India – Africa: Bound Together
MBUYA ISAAC G. MUNLO, Malawi High Commissioner
India and Africa may be at different levels of development but the similarities in their social and economic structures, lay strong foundations for a solid partnership. India has always offered a hand up to Africa since the days of Jawahar Lal Nehru.
On the one hand, Africa has gone through a number of experiments like structural adjustment programmes, privatisation, land liberalisation, intellectual rights expropriation. In almost all cases it has ended up the worse. Africa is therefore looking for partnerships grounded in alternative and authentic theories.
When we look at trade with India, there are some innovative ideas like the Duty Free Tariff Preference Scheme providing tariff lines duty free, the Lines of Credit, but still the greater picture is that of trade imbalances, due to mainly focusing on single items, extraction industries. In the 2014 – 2015 period Africa contributed only less than 9 percent of India’s imports and trade imbalance with India is in billions of Dollars.
Considering the special relationship Africa has with India, the question that comes to mind is “Is it not possible to come up with a paradigm shift that looks at long term sustainability issues, with respect to trade not just normative trade but development focused trade encompassing such aspects as technology transfer, benefaction, value addition, joint ventures, skills development?” In 2014 a quarter of India’s pharmaceutical exports were shipped to Africa. Investing in pharmaceutical training, production and drug manufacturing in Africa could impact greatly on Africa’s health systems, create more jobs and increase investment.

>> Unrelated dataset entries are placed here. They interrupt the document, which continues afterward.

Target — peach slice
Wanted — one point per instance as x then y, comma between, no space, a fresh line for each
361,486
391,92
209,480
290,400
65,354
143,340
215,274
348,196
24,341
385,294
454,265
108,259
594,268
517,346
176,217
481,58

Let us have a partnership that enhances variety other than duplicating the same tired global prescriptive approaches of the World Trade Organisation, EU etc. Looking at each other’s comparative advantages and nurturing them for long term benefits. Already the Confederation of Indian Industry (CII) has partnered with the Economic Commission for Africa to produce a publication that highlights key sectors on which India and Africa place the greatest levels of engagement.
It is sometimes worrying when one sees institutions of the south like Exim Bank for example relapsing into IMF, World Bank approaches or standards instead of creating alternative robust approaches. Have we reached the limit of creativity? By 2050 the joint population of Africa and India will account for 43 percent of the world’s total. This is a great opportunity not just for boosting trade and scaling up investment, but taking leadership to be creative and present alternative models of partnership. There is an African saying “If you keep on following you will never Lead.”
Africa recognizes needs to be competitive, that is why Integration is perhaps the most overreaching goal in the African Union’s Vision 2063.
In promoting African integration, a number of plans have been put in place as follows:-
The African Union Border Programmes Vision is ‘A united and integrated Africa with peaceful open and prosperous borders”.
It is putting in place legal systems, structures and processes that promote the perception of national boundaries as bridges other than barriers. Thus promoting flow of goods and services, movement of people.
Efforts are ongoing to formulate and implement coordinated, sound and authentic policies. The aim of continent wide policy frameworks is to look at how Africa’s integration into the global markets can best serve the objective of transforming the continents economies.
Peace and Security
The African Union integration agenda has put peace and security at its core. It appreciates that trade can only thrive in a peaceful environment.
The African Peace and Security Architecture (APSA) is built around structures, objectives, principles and values, as well as decision making processes relating to prevention, management and resolution of crises and conflicts, post conflict reconstruction and development in the continent. The main pillar of APSA is the African Union Peace and Security Council which is supported by various structures, the continental Early Working System, the African stand by Force and the Peace Fund.
The significant deficit infrastructure on the African continent has resulted in increased production and transaction costs, reduced competitiveness of businesses and subsequently a reduced rate of economic and social development on the continent. The African Union launched the programme for infrastructure Development in Africa PIDA in July 2010. It is a flagship programme aimed at the development of regional and continental infrastructure (Energy, Transport, information and communication technology (ICT) and Trans boundary water resources. It is hoped to promote improved access to integrated regional and continental infrastructure networks and services.
The African market remains highly fragmented. The action plan for boosting Intra-African trade includes trade facilitation, trade policy, productive capacities, trade related infrastructure, trade finance, trade information and Factor Market integration.
To fast track the establishment of a Pan African Free Trade Area, a Tripartite Free Trade Agreement signed on 10th June 2015, led to the formation of EAC COMESA- SADC Tripartite Free Trade Agreement (TFTA) as an intermediary step. The 26 countries of the tripartite area represent 48 per cent of the African Union membership, 51 percent of the continental GDP and a combined population of 632 million. If the TFTA countries were one country, it would be the 13th largest economy in the world. Merchandise trade within the tripartite region grew from USD23 billion in 2004 to USD 55 billion in 2012. An increase of 140 percent.
It is clearly in the long term interest of all progressive nations, wanting to partner with Africa, to help it integrate, an integrated Africa is a reliable global partner.